Description
Oil on canvas
Dimensions
142cm x 132cm (56in x 52in)
Footnote
Note:
John Bellany drew heavily on his background to create a compelling and instantly recognisable visual language. Born in 1942 in the small fishing town of Port Seton on the east coast of Scotland, his subject matter is informed by the experiences of his coastal upbringing and the folklore of his ancestry, connected to the ocean. The community was strictly Calvinist, and the rigidity of its guilt-inducing doctrine also permeates his work.
These contextual reference points were illustrated in Bellany's inventive figurative style. Though the aesthetic is entirely and distinctively his own, Bellany's compositions deliberately borrow from the religious tableaus of the Old Masters (including his frequent adoption of the triptych format), and his expressionistic representation of the human form and emotive use of colour from inter-war era German artists like Max Beckmann.

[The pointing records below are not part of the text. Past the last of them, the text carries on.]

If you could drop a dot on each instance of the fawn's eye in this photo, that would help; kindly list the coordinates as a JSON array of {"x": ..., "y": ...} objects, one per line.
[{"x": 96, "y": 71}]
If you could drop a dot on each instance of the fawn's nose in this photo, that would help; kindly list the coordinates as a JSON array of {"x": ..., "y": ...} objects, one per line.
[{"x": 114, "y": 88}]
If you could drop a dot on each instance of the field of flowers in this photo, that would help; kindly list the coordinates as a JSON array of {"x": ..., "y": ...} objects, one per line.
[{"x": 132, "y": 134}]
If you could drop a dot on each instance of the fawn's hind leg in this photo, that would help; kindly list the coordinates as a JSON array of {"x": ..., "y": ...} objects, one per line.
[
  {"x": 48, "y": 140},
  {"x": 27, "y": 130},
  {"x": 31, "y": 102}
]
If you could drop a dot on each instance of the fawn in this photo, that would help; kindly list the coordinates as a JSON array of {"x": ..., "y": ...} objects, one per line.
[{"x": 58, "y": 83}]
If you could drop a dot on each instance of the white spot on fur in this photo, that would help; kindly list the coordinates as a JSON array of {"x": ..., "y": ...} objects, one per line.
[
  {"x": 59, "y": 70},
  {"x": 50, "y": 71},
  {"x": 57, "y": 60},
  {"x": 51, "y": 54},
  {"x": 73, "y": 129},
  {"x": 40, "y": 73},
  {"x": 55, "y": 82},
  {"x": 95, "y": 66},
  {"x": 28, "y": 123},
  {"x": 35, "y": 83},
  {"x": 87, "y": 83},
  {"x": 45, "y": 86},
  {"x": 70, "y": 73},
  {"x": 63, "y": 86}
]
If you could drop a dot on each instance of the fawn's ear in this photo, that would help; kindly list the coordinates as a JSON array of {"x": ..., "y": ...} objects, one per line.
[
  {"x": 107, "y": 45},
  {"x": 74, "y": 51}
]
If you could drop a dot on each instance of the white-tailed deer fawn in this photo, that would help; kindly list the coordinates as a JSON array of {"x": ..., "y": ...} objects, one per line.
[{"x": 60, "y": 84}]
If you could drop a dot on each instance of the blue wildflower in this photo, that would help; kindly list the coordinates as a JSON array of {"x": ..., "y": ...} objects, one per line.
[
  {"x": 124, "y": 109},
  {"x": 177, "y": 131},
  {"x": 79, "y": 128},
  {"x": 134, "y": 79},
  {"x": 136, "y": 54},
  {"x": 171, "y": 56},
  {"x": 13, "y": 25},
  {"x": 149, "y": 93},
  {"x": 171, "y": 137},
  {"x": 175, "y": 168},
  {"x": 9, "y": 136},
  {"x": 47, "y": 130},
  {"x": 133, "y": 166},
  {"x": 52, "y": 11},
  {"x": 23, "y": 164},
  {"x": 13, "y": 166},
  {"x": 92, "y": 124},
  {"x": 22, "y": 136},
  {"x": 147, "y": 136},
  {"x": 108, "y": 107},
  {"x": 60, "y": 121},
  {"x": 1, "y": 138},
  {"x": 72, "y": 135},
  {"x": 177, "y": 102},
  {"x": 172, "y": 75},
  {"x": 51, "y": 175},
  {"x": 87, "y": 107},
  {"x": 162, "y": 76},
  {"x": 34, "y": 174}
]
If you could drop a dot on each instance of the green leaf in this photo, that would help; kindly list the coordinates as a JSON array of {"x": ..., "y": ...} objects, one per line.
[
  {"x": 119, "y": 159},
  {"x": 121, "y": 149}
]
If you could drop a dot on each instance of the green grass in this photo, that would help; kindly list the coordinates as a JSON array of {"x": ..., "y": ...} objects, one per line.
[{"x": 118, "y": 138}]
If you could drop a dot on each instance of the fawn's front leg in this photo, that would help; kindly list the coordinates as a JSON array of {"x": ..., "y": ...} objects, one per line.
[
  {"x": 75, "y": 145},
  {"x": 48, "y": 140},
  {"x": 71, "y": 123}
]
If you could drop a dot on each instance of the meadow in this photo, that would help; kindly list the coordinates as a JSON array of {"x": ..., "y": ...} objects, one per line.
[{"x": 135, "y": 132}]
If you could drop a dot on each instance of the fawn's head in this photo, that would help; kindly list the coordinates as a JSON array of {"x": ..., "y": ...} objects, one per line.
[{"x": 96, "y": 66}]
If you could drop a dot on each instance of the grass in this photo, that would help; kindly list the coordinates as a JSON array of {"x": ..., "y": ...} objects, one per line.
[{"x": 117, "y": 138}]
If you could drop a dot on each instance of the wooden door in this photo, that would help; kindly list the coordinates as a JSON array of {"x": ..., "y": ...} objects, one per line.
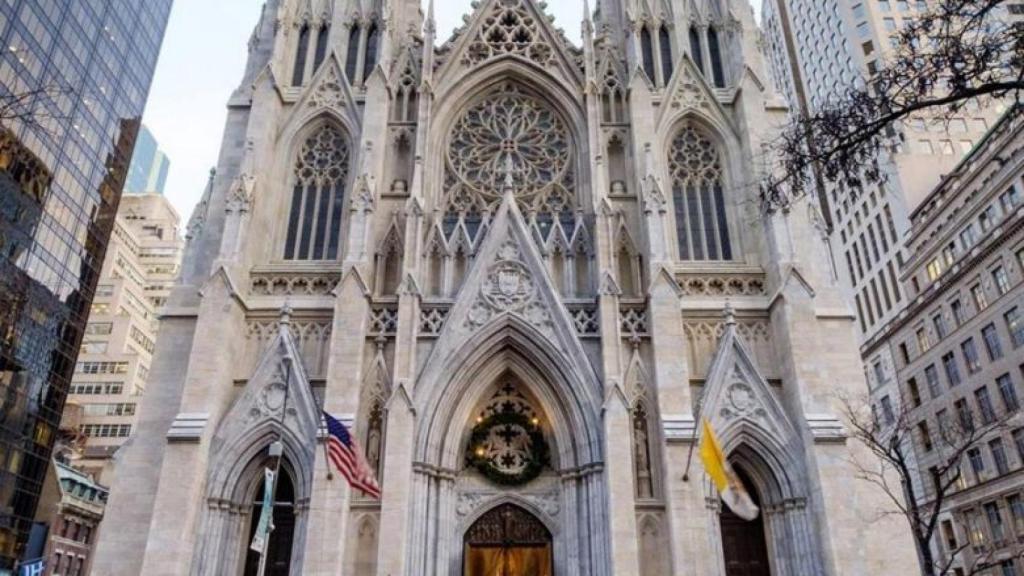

Like these artists before him, Bellany used visual symbols to represent and allude to moods and messages within his work. In Sea People, for example, he combines the traditional artistic motif of the dog - representative of matrimonial fidelity - and the owl - a cipher for wisdom -with his own invented stock of imagery. This includes a puffin's colourful beak, and a black-eyed and somewhat sinister seagull. They occupy the narrow deck of a fishing boat, sailing on an ominously still, intensely blue ocean. The captain of the ship, his face half obscured, bears a resemblance to the artist himself, and something or someone appears to be wearing the façade of the seagull as a cloak. It was painted in the early 1970s, a point when Bellany was increasingly reflecting on the human condition. In these monumental works, the ship represents our voyage through life to death. Deliberately impenetrable and oblique to the viewer, his paintings hold both deeply personal meaning whilst simultaneously hinting at more universal issues including fate, sex, guilt and death.